The prospect of a Canadian corn belt has helped push farmland values nationwide up 27 percent from 2007 to 2011, to C$1,610 ($1,616) an acre. U.S. farmland prices rose 19 percent in the same period to $2,390 an acre.
The northward creep of the corn belt is turning Canadian farmland into a long-term investment play on global warming, said Tom Eisenhauer, president of Ottawa-based Bonnefield Inc., a farmland investment firm that owns 15,000 acres across the country. “You can do a lot of different things here with a longer growing season,” he said.
Heightened Interest
“Every day I field calls from potential investors, from pension funds, from family businesses that want to buy” from inside and outside Canada, said Doug Emsley, president of Regina, Saskatchewan-based Assiniboia Capital Corp., the largest farmland investment company in the nation, with some 115,000 acres under management valued at about C$90 million. With Saskatchewan farmland selling for at least 18 percent less than in bordering Montana and North Dakota, the U.S. drought has heightened interest as the risks of too-warm weather weigh on buyers’ minds, he said.
Sticking Point
A major sticking point is the availability of the land to foreign investors. Ontario, British Columbia and other, smaller Canadian provinces have no restrictions on foreign ownership of farmland. The prairie provinces, though, keep individual foreign investors from owning any more than 10 to 40 acres. In Saskatchewan, where restrictions are the toughest, the idea is that land is a natural resource that should not be controlled by outsiders, said Mark Folk, general manager of the provincial Farm Land Security Board.
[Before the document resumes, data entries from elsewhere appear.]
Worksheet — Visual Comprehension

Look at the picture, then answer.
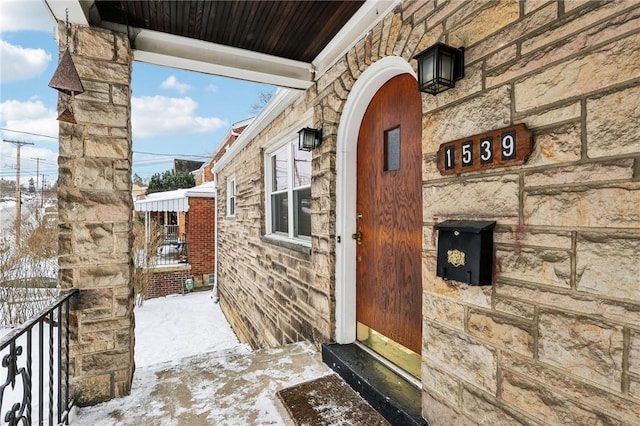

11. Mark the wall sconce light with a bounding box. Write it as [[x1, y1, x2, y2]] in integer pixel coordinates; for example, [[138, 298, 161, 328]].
[[414, 43, 464, 95], [298, 127, 322, 151]]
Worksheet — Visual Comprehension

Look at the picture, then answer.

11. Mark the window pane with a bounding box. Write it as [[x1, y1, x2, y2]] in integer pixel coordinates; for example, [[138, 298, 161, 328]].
[[271, 146, 289, 191], [384, 127, 400, 172], [293, 188, 311, 237], [271, 192, 289, 234], [293, 144, 311, 188]]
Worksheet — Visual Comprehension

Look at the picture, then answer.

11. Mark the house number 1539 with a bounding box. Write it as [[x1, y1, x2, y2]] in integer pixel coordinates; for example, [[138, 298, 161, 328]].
[[438, 124, 533, 175]]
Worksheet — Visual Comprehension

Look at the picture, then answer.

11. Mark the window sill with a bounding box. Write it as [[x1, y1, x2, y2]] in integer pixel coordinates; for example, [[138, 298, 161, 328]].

In some cases, said Folk, interest in Canadian land has spurred would-be buyers to establish Canadian residency. Unless these restrictions are loosened, Canadian farmland won’t reach its full investment potential, Emsley said. Outside Canada’s prairie, opportunities are easier and drawing attention, said Eisenhauer, who adds that, as in the U.S., the bulk of land sales are still made by farmers to each other, not to outside investors.
Corn farming is expanding north in Ontario. In northern British Columbia and Alberta, grains such as barley and oats are also thriving thanks to the increasing warmth. “You’re going to see more of it with climate change,” Eisenhauer said.
Mazier, the Manitoba farmer at the northern limit of the corn belt, said his options are expanding with the milder temperatures. “Our winter last year was beautiful. When you see that, and you see the prices, you have to try something a little bit newer.”